About

Writers Forum Workshop is meeting online via Zoom for the duration of the UK’s present COVID-19 (Coronavirus) emergency. In-person meetings will recommence once it is judged safe to gather in physical spaces again. Please see the Forthcoming workshops page for updates on this, and for details of online meetings.

Writers Forum Workshop usually takes place on the second Saturday of each month, beginning at 3.30pm and finishing for 5.30pm (NB: the September 2021 workshop will be an exception – see the Forthcoming workshops page for details). Focusing on experimental poetry, we offer a supportive, non-judgmental atmosphere for poets to share new work that pushes the boundaries of their art. Attendance is free and open to anyone with an interest in writing or hearing such work. There’s no need for advance booking – just show up at the meeting with your work.

FAQ

What happens at the workshop?

Poets take turns to perform or present recent work to the group. The meetings are lightly chaired, with participants reading as and when they feel ready. In contrast to many creative writing workshops, there is no exchange of critical feedback after each piece, as this could discourage innovative practice. The workshop is nevertheless a good learning experience, giving authors a chance to discover how their work sounds and feels when performed to a group. The atmosphere is very much that of a co-operative poetry reading where everyone has a chance to contribute. After everyone who wants to read has had a turn, if there is enough time, those with extra material are given an opportunity to read again. Guest readers are sometimes invited in advance to give extended presentations as the finale to a workshop. Once the workshop has finished, there is usually an opportunity to chat.

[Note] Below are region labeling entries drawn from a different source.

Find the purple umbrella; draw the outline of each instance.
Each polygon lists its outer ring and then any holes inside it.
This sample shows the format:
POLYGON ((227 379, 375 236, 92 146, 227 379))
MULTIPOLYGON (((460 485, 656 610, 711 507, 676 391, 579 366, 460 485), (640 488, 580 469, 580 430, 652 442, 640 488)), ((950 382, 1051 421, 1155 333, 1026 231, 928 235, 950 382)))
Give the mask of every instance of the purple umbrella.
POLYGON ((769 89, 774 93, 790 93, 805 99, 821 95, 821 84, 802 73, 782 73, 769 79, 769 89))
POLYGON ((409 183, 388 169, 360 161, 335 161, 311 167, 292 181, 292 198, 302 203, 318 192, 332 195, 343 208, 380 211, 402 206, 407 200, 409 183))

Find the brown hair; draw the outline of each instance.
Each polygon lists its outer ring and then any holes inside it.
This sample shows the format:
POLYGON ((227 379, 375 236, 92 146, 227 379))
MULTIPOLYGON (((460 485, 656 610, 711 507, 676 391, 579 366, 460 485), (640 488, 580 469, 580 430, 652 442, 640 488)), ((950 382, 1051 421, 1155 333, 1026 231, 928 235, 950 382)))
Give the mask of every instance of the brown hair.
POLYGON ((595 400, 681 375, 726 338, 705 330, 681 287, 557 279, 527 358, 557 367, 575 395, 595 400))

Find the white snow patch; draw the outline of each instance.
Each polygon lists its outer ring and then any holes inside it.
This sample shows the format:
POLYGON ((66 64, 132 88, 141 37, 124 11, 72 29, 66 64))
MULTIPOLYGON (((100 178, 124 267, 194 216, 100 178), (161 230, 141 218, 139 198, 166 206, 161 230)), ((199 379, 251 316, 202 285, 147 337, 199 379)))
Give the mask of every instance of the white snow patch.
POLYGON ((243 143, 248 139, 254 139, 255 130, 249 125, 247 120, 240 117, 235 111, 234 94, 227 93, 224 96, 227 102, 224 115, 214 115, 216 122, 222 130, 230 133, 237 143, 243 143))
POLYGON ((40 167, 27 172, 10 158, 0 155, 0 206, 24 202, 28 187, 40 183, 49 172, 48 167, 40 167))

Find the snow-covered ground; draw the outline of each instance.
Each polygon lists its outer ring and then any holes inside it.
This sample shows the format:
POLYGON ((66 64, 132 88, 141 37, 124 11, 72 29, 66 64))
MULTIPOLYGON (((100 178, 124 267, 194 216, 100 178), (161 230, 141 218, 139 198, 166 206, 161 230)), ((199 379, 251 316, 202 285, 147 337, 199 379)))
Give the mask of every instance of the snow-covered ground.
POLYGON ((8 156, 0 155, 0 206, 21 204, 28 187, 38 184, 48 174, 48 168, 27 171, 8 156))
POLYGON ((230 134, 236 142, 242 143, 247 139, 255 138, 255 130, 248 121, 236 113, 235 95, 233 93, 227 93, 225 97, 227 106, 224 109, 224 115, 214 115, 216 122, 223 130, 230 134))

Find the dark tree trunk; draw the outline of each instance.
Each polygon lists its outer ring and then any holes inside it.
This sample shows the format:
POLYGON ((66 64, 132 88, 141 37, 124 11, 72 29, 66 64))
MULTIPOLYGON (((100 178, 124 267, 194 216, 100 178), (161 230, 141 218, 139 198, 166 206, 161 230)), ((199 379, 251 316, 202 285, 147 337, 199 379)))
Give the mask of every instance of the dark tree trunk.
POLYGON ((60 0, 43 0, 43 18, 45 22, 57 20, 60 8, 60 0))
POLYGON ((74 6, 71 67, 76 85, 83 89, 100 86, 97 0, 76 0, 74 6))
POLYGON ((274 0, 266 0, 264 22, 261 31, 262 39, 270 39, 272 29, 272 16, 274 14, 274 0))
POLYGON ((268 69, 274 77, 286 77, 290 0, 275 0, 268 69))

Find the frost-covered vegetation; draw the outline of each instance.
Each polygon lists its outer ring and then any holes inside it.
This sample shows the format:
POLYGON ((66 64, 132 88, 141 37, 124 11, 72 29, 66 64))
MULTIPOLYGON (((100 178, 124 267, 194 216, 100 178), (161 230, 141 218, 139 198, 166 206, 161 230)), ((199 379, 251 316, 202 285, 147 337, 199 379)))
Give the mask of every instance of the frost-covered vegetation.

What sort of work should I bring?

The emphasis is on the experimental end of the poetry spectrum, but this encompasses a wide range of practices, including but not limited to visual poetry, sound poetry, conceptual writing and linguistically innovative work. There is also an interest in crossovers between poetry and other forms such as performance art, visual art, music, fiction and the essay. Translations of innovative poetry, innovative translations of traditional poetry, and writing in non-English languages are all welcome. See the excellent introduction at www.modernpoetry.org.uk for more background on experimental poetry. If you are unsure whether your writing will fit in, a sensible assumption is that the answer will be yes – the wider the variety of styles encompassed by the workshop, the better! In terms of length, 5 minutes’ performance time is a good guideline for an upper limit, but there is plenty of room for exceptions to this, and (as mentioned above) there is often an opportunity for participants to enjoy a second slot.

What are the origins of this workshop series?

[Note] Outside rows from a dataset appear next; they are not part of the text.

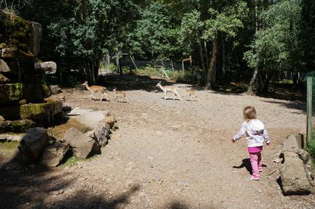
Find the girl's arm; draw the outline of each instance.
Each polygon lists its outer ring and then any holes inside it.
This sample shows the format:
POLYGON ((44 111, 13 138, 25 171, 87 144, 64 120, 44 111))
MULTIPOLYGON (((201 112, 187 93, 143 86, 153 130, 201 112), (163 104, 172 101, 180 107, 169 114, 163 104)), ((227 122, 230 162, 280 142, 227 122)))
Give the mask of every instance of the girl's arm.
POLYGON ((238 131, 238 132, 233 137, 233 139, 234 140, 239 140, 242 136, 244 136, 246 133, 246 129, 247 126, 247 123, 244 121, 242 124, 242 126, 240 127, 240 130, 238 131))
POLYGON ((268 133, 266 129, 264 129, 264 131, 262 132, 262 137, 264 137, 266 144, 268 145, 270 143, 270 139, 269 136, 268 136, 268 133))

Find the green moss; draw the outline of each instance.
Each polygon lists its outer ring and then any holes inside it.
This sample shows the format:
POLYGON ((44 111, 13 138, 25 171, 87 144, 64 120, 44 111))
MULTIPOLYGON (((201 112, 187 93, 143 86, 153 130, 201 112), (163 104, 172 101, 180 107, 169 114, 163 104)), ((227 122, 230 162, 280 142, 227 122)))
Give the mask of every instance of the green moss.
POLYGON ((0 44, 0 49, 8 48, 8 45, 5 42, 2 42, 0 44))
POLYGON ((10 84, 10 98, 11 100, 18 100, 23 97, 23 84, 20 83, 10 84))
POLYGON ((17 149, 19 144, 20 143, 18 141, 1 142, 0 143, 0 149, 2 152, 10 153, 17 149))
POLYGON ((97 156, 97 155, 94 155, 89 158, 83 159, 77 156, 77 154, 75 152, 69 150, 58 167, 60 168, 72 167, 77 165, 78 162, 89 162, 95 158, 97 156))
POLYGON ((32 32, 27 21, 18 16, 12 18, 10 14, 0 12, 0 42, 28 51, 27 44, 32 32))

Writers Forum Workshop works in the tradition of the Writers Forum workshops that were founded in the 1950s by the concrete poet Bob Cobbing and were run by him for several decades. Many regulars at the present workshops had the privilege of taking part in Cobbing’s events. Writers Forum  is run along co-operative lines, based on the philosophy that the participants are the workshop. Organisational decisions (when needed) are made during the discussions that follow each workshop, with everyone present being welcome to have a say, and any tasks are allocated on a voluntary basis.

Do I need to provide copies of my work for others to see?

The emphasis on performance usually makes this unnecessary, though if your work has a strongly visual character, it is possible to use screen-sharing on our present online platform to show it to the group. If you would like to do this, please ask the chair of the meeting.

Do I have to perform?

No, you’re welcome simply to attend and listen to the other participants. However, please do consider reading. If you don’t have any new work that you’d like to share, you can bring an older piece, or something by another writer whom you feel deserves attention. Also, contributors sometimes bring work that requires more than one voice to perform – please feel free to join in and assist them.